Quantum Arnold’s cat map is studied for a case of perfect square inverse Planck’s constant, N = M2. The classic limit is analyzed on a subset of numbers N increasing as 4k. The quantum problem in this case allows exact reduction to the classic cat map defined on a discrete lattice of size M × M and supplemented by evolution of a phase variable. A link between the classic periodic orbits and spectrum of eigenvalues of the quantum evolution operator is outlined. For M growing as 2k genetic analysis is developed for periodic orbits, and they are classified by means of a tree-like graph. A phase shift, accumulated over a period of the orbits, evolves from level to level of the graph according to a certain rule, governed by non-periodic binary code. Representation of a localized Gaussian wave packet in a basis of eigenvectors of the evolution operator gives rise to a probability measure distributed on a unit circle, where the eigenvalues are located.

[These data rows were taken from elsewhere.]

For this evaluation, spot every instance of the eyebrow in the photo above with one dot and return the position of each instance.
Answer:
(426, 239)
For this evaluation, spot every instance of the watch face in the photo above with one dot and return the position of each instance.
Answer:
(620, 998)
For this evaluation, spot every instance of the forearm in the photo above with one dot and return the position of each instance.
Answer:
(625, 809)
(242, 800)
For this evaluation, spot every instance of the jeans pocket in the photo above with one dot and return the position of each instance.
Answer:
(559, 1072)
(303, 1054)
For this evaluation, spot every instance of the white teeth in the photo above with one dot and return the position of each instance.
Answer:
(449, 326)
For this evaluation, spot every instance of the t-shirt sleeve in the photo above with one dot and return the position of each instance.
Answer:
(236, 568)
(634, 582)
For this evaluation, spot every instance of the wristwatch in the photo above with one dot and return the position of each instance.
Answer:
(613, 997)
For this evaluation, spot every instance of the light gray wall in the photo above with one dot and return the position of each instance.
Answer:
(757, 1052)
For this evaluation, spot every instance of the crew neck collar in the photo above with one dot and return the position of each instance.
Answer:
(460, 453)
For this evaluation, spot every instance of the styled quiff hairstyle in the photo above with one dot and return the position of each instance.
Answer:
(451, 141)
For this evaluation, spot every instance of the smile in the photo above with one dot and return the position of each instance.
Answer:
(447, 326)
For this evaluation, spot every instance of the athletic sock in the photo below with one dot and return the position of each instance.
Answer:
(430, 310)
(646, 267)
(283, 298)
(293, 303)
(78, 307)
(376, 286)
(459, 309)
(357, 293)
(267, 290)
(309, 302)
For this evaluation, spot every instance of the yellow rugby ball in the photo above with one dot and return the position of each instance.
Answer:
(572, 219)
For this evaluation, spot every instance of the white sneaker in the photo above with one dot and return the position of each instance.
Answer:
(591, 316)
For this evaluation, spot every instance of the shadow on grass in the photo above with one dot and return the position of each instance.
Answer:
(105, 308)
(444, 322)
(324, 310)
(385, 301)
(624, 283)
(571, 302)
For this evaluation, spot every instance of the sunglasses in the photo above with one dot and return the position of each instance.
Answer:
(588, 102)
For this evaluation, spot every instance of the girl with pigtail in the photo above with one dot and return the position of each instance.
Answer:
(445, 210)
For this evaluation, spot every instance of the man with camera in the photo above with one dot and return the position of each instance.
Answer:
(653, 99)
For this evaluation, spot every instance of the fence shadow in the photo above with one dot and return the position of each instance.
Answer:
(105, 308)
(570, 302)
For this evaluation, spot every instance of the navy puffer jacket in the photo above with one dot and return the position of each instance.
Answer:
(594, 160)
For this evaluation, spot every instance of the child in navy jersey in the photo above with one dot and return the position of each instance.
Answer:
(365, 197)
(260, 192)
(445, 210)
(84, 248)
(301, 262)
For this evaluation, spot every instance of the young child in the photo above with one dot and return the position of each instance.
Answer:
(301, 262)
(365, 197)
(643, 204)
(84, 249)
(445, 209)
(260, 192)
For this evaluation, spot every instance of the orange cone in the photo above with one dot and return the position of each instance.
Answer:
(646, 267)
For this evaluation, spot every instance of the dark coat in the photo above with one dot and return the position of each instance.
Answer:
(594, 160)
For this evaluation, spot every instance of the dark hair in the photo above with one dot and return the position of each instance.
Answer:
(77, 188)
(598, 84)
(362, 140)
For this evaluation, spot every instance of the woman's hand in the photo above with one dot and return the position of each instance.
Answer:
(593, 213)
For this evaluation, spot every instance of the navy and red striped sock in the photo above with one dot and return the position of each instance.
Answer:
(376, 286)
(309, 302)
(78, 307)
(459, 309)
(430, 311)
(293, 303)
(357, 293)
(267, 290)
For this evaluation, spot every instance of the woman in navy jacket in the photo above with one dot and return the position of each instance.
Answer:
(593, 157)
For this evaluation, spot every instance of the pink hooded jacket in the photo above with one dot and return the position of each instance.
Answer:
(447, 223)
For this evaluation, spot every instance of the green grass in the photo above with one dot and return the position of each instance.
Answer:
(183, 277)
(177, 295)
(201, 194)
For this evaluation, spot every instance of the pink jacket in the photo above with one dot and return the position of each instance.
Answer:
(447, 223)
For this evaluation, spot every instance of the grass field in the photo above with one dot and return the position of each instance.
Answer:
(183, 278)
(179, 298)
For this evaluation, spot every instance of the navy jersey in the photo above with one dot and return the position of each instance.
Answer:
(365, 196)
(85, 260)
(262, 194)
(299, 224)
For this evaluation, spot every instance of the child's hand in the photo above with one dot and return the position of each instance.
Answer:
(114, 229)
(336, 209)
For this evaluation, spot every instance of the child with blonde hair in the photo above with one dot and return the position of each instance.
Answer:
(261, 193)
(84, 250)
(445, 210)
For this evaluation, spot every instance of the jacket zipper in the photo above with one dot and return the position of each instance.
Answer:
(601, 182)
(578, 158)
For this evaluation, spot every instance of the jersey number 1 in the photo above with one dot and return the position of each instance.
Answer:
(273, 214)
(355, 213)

This measure looks like spectrum of a finite-time sample of a stationary random process (periodogram): (1) majority of the eigenstates have intensities of comparable order of magnitude, (2) the spectral distribution is of locally random-like nature, i.e. statistical variance of the amplitudes has the same order as the amplitudes themselves. This combination of properties in very straightforward manner follows from chaotic nature of the classic map and is conjectured to be the most fundamental attribute of quantum chaos.